As I type this blog post, my ear drums are hammered by the punching of my fingertips against the keyboard, and I curse myself for not including this essential percussion of my daily life as a sound bite in my composition. I am soothed, however, by the fact that I could list a thousand more noises I hadn’t included: my sniffly nose, the rustling leaves outside my open window, a running shower with men’s-room-reverb, the late-night busy clamor of my Chinese neighbors, the list goes on…
My composition is not arranged linearly; I layered my field recordings because I wanted to best represent how the echoing memories of my sonic daily life congregate in my mind, running into each other, creating entirely new soundscapes altogether. This, to me, is quite profound, for there is a constant stream of vibrations entering my ears and they are stored in my memory as electrical impulses which I can hear inside my head – via reminiscence – at any moment of my choosing, and sometimes not of my choosing. I then compile those electrical impulses through a hard drive external to my brain, and arrange them by viewing a visual interface and replaying them as vibrations out of a stereo, feeding this energy-transferring perpetuation of vibration to organic memory to artificial memory and back again until I have composed a project for a class in which other students are cycling through the same process, feeding the relationship between man and machine – a relationship fueled by vibrations. Lawrence English, in his article, “The sounds around us: an introduction to field recording,” articulates that “the microphone and the recording device are non-cognitive,” which emphasizes this near-symbiosis because, although our technologies do not “need,” it is necessary for humans to manipulate recordings (amplifying certain sounds, removing extraneous noise, etc.) in order for the successful transmission of “listening.”
The individual recordings of my daily life work together as layers and take on a musical quality.

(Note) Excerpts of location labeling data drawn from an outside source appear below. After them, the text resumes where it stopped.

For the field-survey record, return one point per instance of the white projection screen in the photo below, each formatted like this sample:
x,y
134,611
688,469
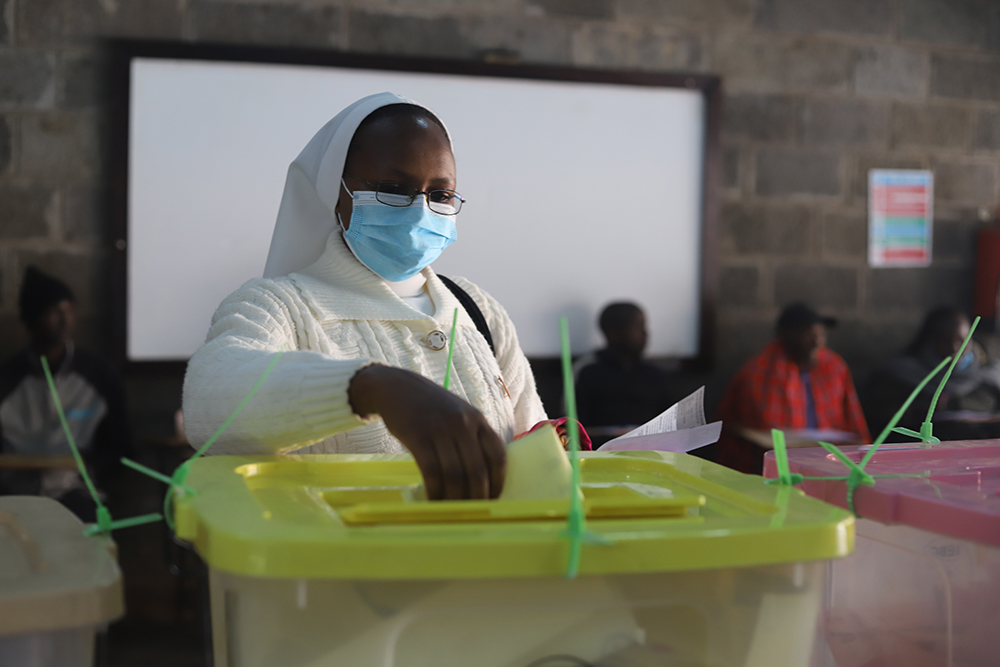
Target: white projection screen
x,y
579,192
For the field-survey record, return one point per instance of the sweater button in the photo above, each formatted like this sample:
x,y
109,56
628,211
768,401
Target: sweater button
x,y
436,340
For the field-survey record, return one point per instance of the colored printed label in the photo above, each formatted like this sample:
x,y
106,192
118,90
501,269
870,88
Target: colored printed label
x,y
900,217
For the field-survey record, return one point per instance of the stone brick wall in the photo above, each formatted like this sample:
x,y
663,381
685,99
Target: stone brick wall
x,y
817,92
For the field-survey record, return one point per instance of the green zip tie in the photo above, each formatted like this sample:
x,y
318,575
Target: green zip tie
x,y
927,428
575,520
105,524
451,349
899,413
785,475
177,483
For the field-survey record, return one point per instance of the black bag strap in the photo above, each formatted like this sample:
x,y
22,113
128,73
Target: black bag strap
x,y
472,309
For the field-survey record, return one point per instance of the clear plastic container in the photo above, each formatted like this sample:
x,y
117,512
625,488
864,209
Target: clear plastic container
x,y
329,561
58,588
922,587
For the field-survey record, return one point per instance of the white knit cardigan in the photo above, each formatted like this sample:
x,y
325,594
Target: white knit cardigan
x,y
332,319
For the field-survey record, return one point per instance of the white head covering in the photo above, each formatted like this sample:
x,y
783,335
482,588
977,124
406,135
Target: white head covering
x,y
312,187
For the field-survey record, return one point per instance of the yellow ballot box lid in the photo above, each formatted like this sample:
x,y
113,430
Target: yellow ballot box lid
x,y
52,576
365,517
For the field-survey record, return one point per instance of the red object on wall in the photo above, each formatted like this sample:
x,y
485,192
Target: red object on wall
x,y
986,301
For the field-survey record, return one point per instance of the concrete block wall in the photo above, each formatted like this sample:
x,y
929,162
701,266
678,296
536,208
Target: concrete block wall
x,y
817,93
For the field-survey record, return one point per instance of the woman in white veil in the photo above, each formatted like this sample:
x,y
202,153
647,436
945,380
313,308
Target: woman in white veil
x,y
349,295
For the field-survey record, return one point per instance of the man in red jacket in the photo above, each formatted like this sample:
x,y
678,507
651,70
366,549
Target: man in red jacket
x,y
796,382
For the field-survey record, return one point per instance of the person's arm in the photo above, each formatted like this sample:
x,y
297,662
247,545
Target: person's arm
x,y
514,366
304,398
309,396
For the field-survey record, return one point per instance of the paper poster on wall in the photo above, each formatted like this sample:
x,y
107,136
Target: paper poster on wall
x,y
900,217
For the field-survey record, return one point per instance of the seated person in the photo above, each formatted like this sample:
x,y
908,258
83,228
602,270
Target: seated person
x,y
363,321
795,383
974,385
91,395
615,386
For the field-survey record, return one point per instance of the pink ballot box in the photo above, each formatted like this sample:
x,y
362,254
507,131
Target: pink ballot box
x,y
922,588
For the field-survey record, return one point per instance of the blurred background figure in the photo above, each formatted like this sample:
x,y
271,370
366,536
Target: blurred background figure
x,y
35,457
616,388
795,383
969,407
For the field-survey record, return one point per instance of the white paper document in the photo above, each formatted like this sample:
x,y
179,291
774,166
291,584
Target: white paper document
x,y
679,428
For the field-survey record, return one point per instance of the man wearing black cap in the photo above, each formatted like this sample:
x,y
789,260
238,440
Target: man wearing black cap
x,y
796,382
92,400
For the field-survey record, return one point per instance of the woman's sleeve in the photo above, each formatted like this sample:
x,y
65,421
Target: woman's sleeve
x,y
303,399
514,367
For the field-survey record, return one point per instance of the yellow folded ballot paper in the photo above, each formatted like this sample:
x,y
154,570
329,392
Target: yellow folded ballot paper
x,y
537,467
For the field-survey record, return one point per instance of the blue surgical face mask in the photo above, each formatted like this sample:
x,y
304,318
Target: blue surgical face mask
x,y
397,243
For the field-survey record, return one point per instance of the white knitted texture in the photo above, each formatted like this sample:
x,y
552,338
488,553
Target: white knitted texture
x,y
318,317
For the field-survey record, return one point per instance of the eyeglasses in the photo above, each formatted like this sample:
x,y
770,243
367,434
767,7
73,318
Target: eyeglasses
x,y
394,193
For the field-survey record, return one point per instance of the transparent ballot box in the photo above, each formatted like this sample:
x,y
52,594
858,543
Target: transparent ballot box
x,y
922,588
336,560
58,588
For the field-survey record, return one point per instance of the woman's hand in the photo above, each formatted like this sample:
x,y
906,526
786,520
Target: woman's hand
x,y
457,452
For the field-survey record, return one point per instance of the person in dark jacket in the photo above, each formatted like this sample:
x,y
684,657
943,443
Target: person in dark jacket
x,y
616,386
92,398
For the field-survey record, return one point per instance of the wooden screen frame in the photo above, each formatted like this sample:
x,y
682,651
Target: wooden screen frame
x,y
123,51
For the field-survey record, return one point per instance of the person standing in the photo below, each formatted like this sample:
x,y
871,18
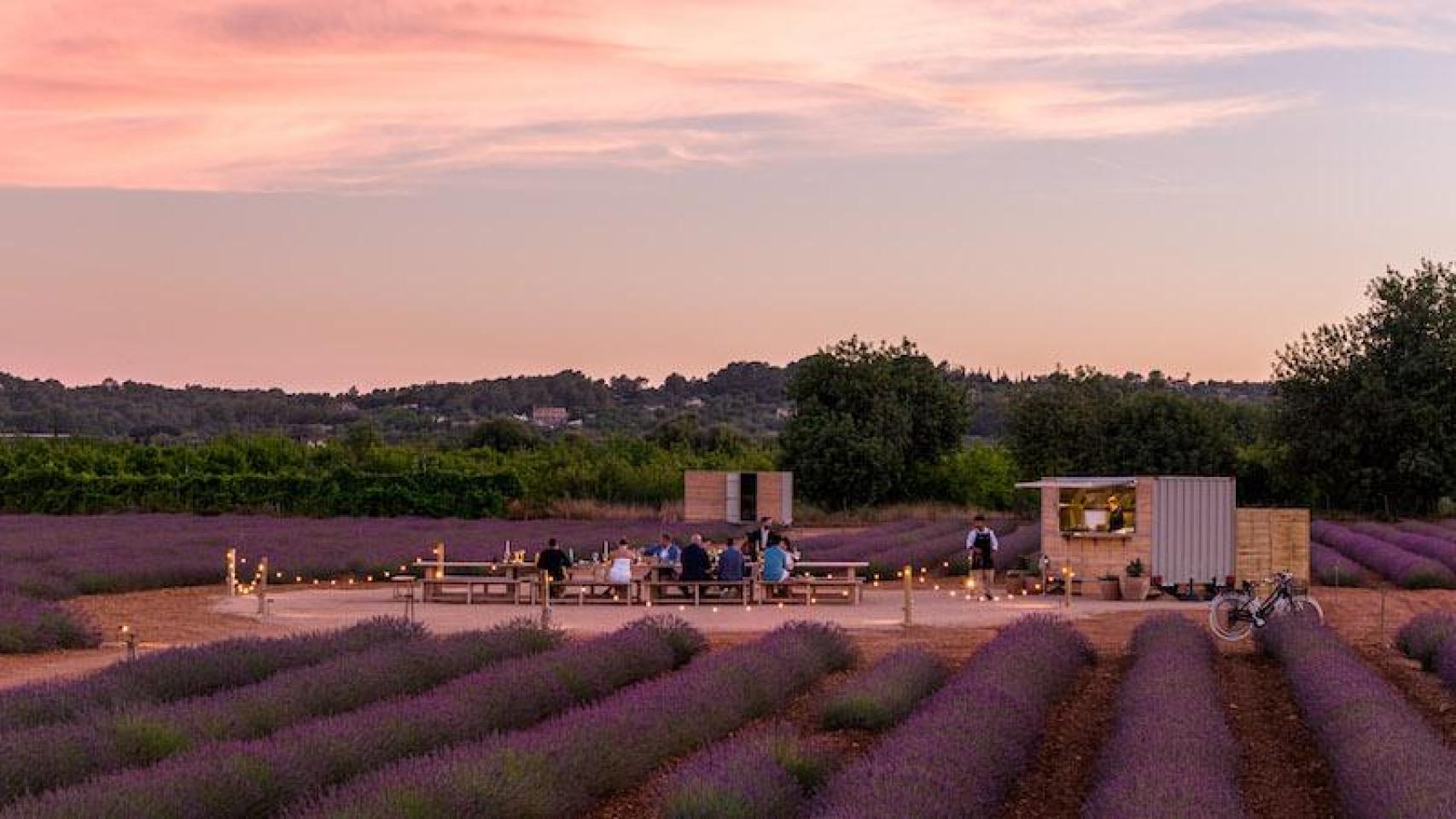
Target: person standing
x,y
981,544
1115,518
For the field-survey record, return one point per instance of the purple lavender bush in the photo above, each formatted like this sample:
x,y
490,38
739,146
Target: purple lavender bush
x,y
29,624
191,671
564,765
882,695
1171,744
1427,528
1385,758
1445,664
1394,563
1437,549
1423,636
1334,569
963,750
51,757
261,777
762,774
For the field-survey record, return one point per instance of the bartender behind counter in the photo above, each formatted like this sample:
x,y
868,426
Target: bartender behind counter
x,y
1115,521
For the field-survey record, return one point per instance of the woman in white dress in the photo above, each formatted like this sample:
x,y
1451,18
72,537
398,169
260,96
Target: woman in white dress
x,y
619,569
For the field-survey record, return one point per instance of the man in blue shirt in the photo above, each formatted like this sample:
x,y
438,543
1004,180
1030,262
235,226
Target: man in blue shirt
x,y
775,563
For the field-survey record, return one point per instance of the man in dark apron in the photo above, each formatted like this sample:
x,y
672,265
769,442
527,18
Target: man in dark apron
x,y
981,544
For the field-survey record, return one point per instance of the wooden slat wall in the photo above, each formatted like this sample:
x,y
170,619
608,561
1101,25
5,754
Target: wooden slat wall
x,y
705,495
1272,540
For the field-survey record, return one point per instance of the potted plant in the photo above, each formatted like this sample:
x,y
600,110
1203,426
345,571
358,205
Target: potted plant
x,y
1134,581
1109,587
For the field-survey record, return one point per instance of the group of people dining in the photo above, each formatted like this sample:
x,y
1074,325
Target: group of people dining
x,y
699,561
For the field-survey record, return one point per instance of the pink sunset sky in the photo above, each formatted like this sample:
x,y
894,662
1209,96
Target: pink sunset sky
x,y
321,194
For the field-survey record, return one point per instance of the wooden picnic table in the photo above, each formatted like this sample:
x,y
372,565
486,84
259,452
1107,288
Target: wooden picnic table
x,y
847,567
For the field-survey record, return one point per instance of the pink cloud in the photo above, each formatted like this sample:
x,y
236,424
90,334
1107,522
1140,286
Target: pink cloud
x,y
317,93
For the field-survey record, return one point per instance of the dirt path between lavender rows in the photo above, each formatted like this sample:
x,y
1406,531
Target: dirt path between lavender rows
x,y
163,619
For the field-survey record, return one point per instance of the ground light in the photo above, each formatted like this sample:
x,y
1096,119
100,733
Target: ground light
x,y
128,637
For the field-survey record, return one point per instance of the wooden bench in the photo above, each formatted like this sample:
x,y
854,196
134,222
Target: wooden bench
x,y
433,590
402,587
649,590
808,590
594,591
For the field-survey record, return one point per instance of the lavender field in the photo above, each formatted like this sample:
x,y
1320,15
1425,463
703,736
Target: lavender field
x,y
47,559
385,719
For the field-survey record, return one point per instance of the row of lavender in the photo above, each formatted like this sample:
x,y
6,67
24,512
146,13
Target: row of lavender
x,y
193,671
1385,758
608,746
1171,751
1377,549
775,771
265,775
98,742
1430,639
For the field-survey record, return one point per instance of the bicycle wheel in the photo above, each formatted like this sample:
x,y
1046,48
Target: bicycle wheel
x,y
1307,606
1229,619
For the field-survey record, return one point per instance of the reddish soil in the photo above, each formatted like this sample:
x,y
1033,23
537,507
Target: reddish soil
x,y
162,619
1423,690
802,712
1282,771
1066,758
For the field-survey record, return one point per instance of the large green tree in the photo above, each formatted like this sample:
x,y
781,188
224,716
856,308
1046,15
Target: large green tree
x,y
866,419
1366,408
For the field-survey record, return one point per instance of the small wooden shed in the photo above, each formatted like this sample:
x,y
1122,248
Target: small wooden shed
x,y
737,498
1179,527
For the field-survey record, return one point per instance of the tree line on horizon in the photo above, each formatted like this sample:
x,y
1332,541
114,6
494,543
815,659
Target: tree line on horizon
x,y
1360,416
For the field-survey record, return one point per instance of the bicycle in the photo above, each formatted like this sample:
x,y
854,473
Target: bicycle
x,y
1235,614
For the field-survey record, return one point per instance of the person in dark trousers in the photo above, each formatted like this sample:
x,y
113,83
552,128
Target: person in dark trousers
x,y
555,563
696,563
730,563
981,544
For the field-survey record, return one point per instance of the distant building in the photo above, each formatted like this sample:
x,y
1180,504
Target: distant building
x,y
550,416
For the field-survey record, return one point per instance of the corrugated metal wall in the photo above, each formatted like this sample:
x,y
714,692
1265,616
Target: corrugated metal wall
x,y
1193,528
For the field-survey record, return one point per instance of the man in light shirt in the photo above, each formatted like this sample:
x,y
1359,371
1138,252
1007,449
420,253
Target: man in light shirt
x,y
981,544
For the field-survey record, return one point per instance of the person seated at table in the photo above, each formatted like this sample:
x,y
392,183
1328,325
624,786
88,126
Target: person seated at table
x,y
554,562
696,562
667,557
730,565
619,563
775,563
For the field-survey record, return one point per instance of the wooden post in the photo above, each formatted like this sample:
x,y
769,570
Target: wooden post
x,y
909,590
1382,617
232,572
262,585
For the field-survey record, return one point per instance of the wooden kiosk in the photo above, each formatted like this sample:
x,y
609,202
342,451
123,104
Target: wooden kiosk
x,y
1183,528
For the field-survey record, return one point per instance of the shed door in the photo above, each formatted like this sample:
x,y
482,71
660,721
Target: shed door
x,y
734,498
1193,528
748,497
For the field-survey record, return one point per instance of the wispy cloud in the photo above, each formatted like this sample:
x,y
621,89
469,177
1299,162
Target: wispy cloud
x,y
321,93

None of the recordings were altered other than clipping and minor volume adjustment (volume adjustment was crucial). I included samples of a documentary I watched in my sociology class called The Life and Times of Rosie the Riveter, which I recorded in class. Three of the layers are instrumental (improvised by yours truly). I spend a lot of free time playing guitar, banjo, and keyboard synthesizer, so, naturally, I included these sounds in my composition. Playing music is an invaluable stress-reliever. I also use it for relaxation and stimulation; by playing certain families of vibrations, I am psychologically affected accordingly. In listening to the collection of sounds I have put together, one can hear the mundane noises of society: slamming doors, groaning buses, talking crowds of people, and tumbling dryers to name a few. I appreciate such sounds because when I hear them in my memory, I am musically inspired. This inspiration may have led me to compose my audiography in an unorthodox manner. I am justified by my certainty that this means of composition most strongly represents my take on the sounds of daily life. What I feel is most important to get across is that the sounds of my daily life do not only occur as I hear them, but also when I remember them, which is a definitive factor of my overall sound experience. I feel that my audiography has “grain”, as Roland Barthes calls the “signifier of the level of which […] the temptation of ethos can be liquidated” (Barthes 181). In other words, when I listen to my audiography, I do not feel it appropriate to label it with adjectives and force inaccurate characteristics upon it. Instead, I feel that only the compilation can describe itself, as both a listening and reflecting experience.
Works Cited:
English, Lawrence. “The Sounds around Us: An Introduction to Field Recording.”
The Conversation. N.p., 8 Feb. 2015. Web. 11 Oct. 2015.
The Life and times of Rosie the Riveter. Dir. Connie Field. Perf. Wanita Allen, Gladys Belcher,
Lyn Childs, Lola Weixel, Margaret Wright. Clarity Productions, 1980.
Barthes, Roland, and Stephen Heath. “The Grain of the Voice.” Image, Music, Text. Noonday Press ed. 1977. N. pag. Print.